Wild coffee species are under threat, British researchers have found, with 60 percent of them facing possible extinction, including the wild relative of Coffea arabica, the world's favorite and most widely traded coffee.
The findings, published Wednesday in leading research journals Science Advances and Global Change Biology, came after two decades of research by scientists at British Royal Botanic Gardens, Kew, to discover, analyze and document the world's coffee species, and assess their extinction risk.

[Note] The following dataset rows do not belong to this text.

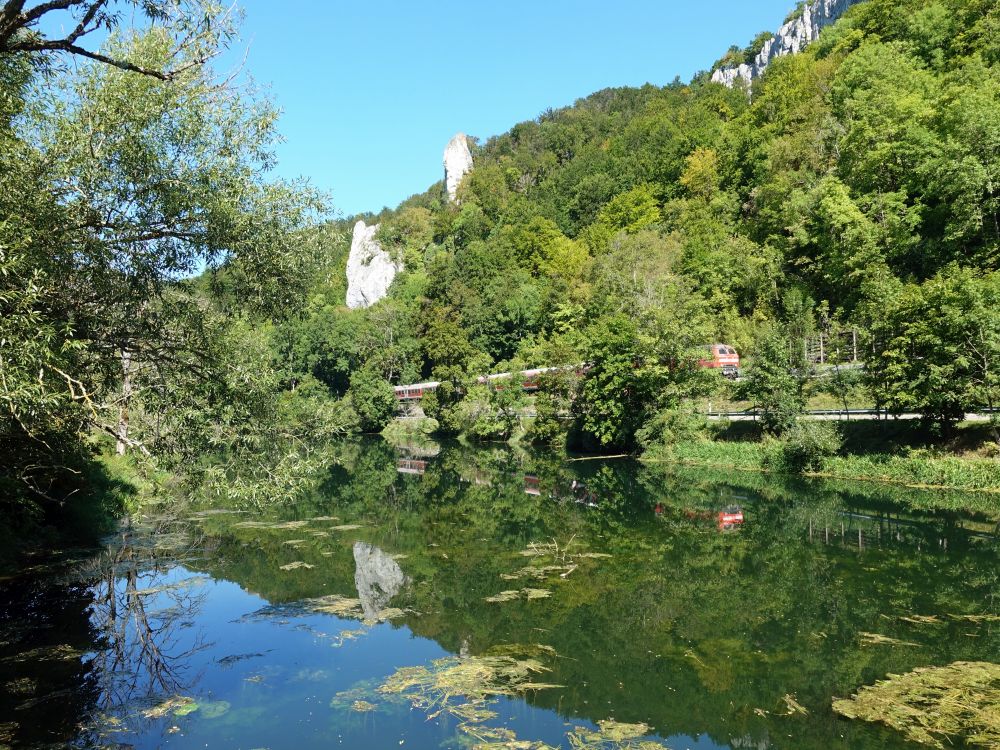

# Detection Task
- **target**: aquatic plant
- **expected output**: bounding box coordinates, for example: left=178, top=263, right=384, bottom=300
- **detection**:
left=567, top=719, right=665, bottom=750
left=833, top=661, right=1000, bottom=748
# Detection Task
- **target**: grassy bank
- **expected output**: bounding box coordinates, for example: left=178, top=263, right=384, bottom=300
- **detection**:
left=645, top=422, right=1000, bottom=507
left=0, top=437, right=156, bottom=572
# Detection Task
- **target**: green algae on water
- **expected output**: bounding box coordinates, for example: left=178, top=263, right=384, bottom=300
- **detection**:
left=833, top=661, right=1000, bottom=748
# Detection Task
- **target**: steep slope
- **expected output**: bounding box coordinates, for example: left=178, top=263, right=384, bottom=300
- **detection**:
left=712, top=0, right=861, bottom=87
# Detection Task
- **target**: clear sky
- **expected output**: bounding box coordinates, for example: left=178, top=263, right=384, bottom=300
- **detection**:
left=227, top=0, right=795, bottom=216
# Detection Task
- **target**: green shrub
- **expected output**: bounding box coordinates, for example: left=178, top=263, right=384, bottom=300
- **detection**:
left=775, top=420, right=844, bottom=472
left=636, top=409, right=708, bottom=449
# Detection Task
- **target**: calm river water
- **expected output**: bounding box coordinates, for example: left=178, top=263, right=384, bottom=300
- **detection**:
left=0, top=442, right=1000, bottom=750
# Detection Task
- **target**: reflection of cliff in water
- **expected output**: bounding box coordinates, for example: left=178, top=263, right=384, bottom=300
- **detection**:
left=354, top=542, right=409, bottom=620
left=141, top=445, right=1000, bottom=750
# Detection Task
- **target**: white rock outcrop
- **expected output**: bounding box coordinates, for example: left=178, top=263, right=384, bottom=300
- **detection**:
left=444, top=133, right=472, bottom=202
left=347, top=221, right=403, bottom=310
left=354, top=542, right=409, bottom=620
left=712, top=0, right=861, bottom=88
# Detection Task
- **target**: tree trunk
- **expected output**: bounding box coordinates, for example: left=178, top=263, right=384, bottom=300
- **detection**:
left=115, top=348, right=132, bottom=456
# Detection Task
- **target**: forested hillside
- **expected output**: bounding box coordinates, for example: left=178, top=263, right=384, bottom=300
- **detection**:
left=277, top=0, right=1000, bottom=447
left=0, top=0, right=1000, bottom=548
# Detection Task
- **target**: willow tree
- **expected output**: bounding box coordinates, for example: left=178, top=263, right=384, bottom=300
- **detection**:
left=0, top=3, right=322, bottom=508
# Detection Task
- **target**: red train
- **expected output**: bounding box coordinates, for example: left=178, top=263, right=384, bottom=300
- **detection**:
left=395, top=344, right=740, bottom=401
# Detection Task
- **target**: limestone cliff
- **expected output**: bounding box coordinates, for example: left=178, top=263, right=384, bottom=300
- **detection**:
left=444, top=133, right=472, bottom=202
left=347, top=221, right=402, bottom=310
left=712, top=0, right=861, bottom=88
left=354, top=542, right=409, bottom=620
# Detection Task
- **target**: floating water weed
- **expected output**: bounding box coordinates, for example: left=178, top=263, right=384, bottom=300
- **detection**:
left=500, top=565, right=577, bottom=581
left=833, top=662, right=1000, bottom=748
left=142, top=695, right=198, bottom=719
left=948, top=615, right=1000, bottom=623
left=567, top=719, right=666, bottom=750
left=281, top=560, right=315, bottom=570
left=858, top=633, right=920, bottom=646
left=485, top=589, right=552, bottom=603
left=233, top=521, right=309, bottom=531
left=378, top=656, right=562, bottom=731
left=899, top=615, right=941, bottom=625
left=782, top=693, right=809, bottom=716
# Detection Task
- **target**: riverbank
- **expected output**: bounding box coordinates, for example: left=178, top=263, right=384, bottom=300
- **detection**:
left=0, top=444, right=151, bottom=573
left=643, top=422, right=1000, bottom=502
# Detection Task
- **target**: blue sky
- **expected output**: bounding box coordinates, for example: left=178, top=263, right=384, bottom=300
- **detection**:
left=221, top=0, right=795, bottom=215
left=48, top=0, right=795, bottom=216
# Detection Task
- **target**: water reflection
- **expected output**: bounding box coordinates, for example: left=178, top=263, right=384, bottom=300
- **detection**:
left=0, top=443, right=1000, bottom=749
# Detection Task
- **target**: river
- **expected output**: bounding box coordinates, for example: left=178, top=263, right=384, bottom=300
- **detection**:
left=0, top=441, right=1000, bottom=750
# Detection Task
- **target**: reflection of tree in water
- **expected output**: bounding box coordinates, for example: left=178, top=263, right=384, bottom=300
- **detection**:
left=81, top=519, right=209, bottom=740
left=0, top=572, right=98, bottom=747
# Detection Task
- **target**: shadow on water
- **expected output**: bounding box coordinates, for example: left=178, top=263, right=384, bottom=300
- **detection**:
left=0, top=442, right=1000, bottom=748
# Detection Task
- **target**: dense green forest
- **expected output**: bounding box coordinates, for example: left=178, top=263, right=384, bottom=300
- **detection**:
left=0, top=0, right=1000, bottom=540
left=279, top=0, right=1000, bottom=449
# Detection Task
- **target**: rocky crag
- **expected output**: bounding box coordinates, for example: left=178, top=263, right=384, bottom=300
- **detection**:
left=347, top=221, right=403, bottom=310
left=444, top=133, right=472, bottom=203
left=712, top=0, right=861, bottom=88
left=354, top=542, right=409, bottom=620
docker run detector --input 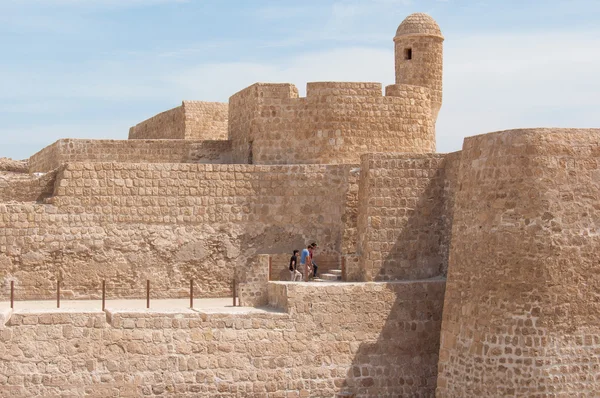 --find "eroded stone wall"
[0,281,444,398]
[129,105,185,140]
[0,171,56,204]
[229,82,435,164]
[29,139,231,173]
[0,163,351,299]
[129,101,229,141]
[437,129,600,397]
[182,101,229,140]
[348,153,455,281]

The selected coffee species, mostly in the remote forests of Africa and on the island of Madagascar, were threatened by deforestation, climate change, and the spread and increasing severity of fungal pathogens and pests.
Highlighting the impact of climate change on wild Arabica, researchers, using computer modelling, showed that, in Ethiopia, the number of locations where Arabica grows could decrease by as much as 85 percent by 2080.
The findings painted a picture of concern for the long-term future of global coffee production. The multi-billion-dollar coffee sector is founded on, and has been sustained through, the use of wild coffee species.
The global coffee trade currently relies on only two species, Arabica and Robusta, but given the myriad of emerging and worsening threats to coffee farming globally, other coffee species are likely to be required for coffee crop plant development, the research have suggested.
Aaron Davis, the head of coffee research at Kew and lead author of the Science Advances paper, urged targeted actions in specific tropical countries, particular in Africa, to protect the future of coffee.
"We hope our findings will be used to influence the work of scientists, policy makers and coffee sector stakeholders to secure the future of coffee production -- not only for coffee lovers around the world, but also as a source of income for farming communities in some of the most impoverished places in the world," Aaron said.